One of the most important aspects of project-based learning is critique and revision.  This step includes the process of students giving and receiving feedback on their work with the intention of revising ideas, product or conducting further research. (“Essential Project Design Elements Checklist | Project Based Learning | BIE,” n.d.) I believe the best form of feedback for students comes from their peers, however, students may be apprehensive about receiving this type of feedback.  Through my research this week, I found two techniques to incorporate into the classroom to help relieve the anxiety of peer feedback.
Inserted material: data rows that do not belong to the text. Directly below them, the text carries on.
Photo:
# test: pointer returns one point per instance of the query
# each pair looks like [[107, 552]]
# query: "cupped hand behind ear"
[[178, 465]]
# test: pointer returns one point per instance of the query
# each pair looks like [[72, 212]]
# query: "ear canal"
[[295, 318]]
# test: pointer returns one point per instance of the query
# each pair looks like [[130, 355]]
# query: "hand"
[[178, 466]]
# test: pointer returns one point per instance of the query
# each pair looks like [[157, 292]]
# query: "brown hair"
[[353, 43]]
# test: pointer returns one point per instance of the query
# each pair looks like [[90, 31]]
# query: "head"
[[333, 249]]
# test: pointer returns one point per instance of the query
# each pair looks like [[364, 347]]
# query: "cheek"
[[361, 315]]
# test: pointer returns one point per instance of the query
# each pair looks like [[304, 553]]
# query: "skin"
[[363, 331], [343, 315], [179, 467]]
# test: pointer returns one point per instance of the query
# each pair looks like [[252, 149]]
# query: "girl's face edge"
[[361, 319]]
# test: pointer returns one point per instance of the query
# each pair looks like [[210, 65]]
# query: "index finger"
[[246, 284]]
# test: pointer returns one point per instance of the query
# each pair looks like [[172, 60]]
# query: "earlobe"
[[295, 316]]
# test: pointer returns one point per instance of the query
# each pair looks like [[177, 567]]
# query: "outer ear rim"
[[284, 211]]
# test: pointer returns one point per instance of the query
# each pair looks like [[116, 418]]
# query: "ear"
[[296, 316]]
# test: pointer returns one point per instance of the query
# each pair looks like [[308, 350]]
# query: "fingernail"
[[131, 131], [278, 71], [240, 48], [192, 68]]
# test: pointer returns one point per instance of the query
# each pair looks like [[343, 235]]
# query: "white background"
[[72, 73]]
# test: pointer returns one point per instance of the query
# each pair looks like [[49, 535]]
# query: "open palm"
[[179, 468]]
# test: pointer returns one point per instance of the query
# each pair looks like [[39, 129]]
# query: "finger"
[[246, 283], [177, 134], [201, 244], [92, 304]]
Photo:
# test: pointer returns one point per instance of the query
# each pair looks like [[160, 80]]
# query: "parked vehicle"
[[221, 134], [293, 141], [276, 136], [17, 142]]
The first was the “consultancy” process, where the purpose of the feedback shifts from a critique to a discussion. In this process, a small group discusses a peer’s project.  The presenter (creator of the project) shares their project and any issues. The group then discusses the project while the presenter listens. The presenter has time to ask the group questions at the end. One of the key elements is the group offers “warm” and “cool” feedback, talking to each other and not the person who presented.  I would encourage this process because I feel like the student would not see their project as being nitpicked or attacked but rather the project is the center of a discussion. (Critical Friends, n.d.)

The second technique is modeling acceptance of criticism.  Many students have a hard time accepting criticism or any type of feedback.  It is important for students to see criticism and feedback as a positive and not a reflection of the student’s worth. An example of modeling acceptance of criticism would be when the teacher makes a mistake and a student points it out.  We need to thank the student and remark everyone makes mistakes and this is how we learn from each other. By doing this, you create a culture where reflection and critiques are positive and a learning experience. (“Why Every Student Needs Critical Friends – Educational Leadership,” n.d.)

 

Essential Project Design Elements Checklist | Project Based Learning | BIE. (n.d.). Retrieved April 21, 2018, from http://www.bie.org/object/document/pbl_essential_elements_checklist

Critical Friends: A Process Built on Reflection. (n.d.). Retrieved April 21, 2018 from https://depts.washington.edu/ccph/pdf_files/CriticalFriends.pdf

Why Every Student Needs Critical Friends – Educational Leadership. (n.d.). Retrieved April 21, 2018, from http://www.ascd.org/publications/educational-leadership/nov09/vol67/num03/Why-Every-Student-Needs-Critical-Friends.aspx

 

Taking Time to Reflect

One of the often forgotten aspects of teaching is the reflection upon a lesson, unit and/or project.  Reflection can be difficult for teachers because it is either hard to find time throughout the day or unit to reflect or they do not see the benefits of reflection.  Reflection does not have to be a long drawn out process, it can be as simple as making notes on a lesson plan. This is very similar to when you try a new recipe. Documenting ingredients or directions you added, substituted or deleted, or even your impression of the meal is an important step, so you remember for next time.  Reflection is key in order to improve on a specific project or the development of a PBL experience for the future.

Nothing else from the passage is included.